US - The World Trade Organization will soon allow Canada and Mexico to impose over $3 billion worth of retaliatory tariffs annually on an array of U.S. commodities
Country-of-Origin labeling (COOL) is a mandatory marketing program under USDA originally aimed to push demand for U.S. beef, happens to be unpopular among beef farmers.
According to US National Beef cattlemen’s Association (NCBA), recently introduced legislation fails to fix mandatory Country-of-Origin labeling COOL, driving the United States even closer to a trade war with Canada and Mexico.
Philip Ellis, National Cattlemen’s Beef Association president said: “The ten-year cost of COOL is over $8 billion according to the USDA, and we are now facing retaliation by two of our largest trading partners for violating our international trade obligations,”
Canada and Mexico account for over $1 billion each in U.S. beef purchases. More limited access to these two markets due to tariffs levied under COOL program could cost U.S. cattle producers $115 to $120 per animal sold.

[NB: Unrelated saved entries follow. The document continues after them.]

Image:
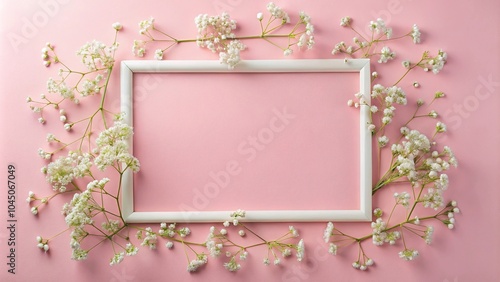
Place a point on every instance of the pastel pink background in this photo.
(467, 31)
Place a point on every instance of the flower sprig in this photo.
(220, 243)
(417, 164)
(217, 34)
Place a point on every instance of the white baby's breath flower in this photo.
(408, 254)
(386, 54)
(117, 26)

NCBA stands firmly on proposal to repeal the COOL program.
Mr. Ellis spoke up on behalf of business community: ”This program has been burdensome to cattle producers for over a decade. The beef industry has many successful labeling programs already in place that consumers know, are willing to pay for, and that drive demand for U.S. beef.
"It is unfathomable that some are calling a program that forces our country into a trade war, and has a negative return-on-investment in the millions, a success worth keeping.”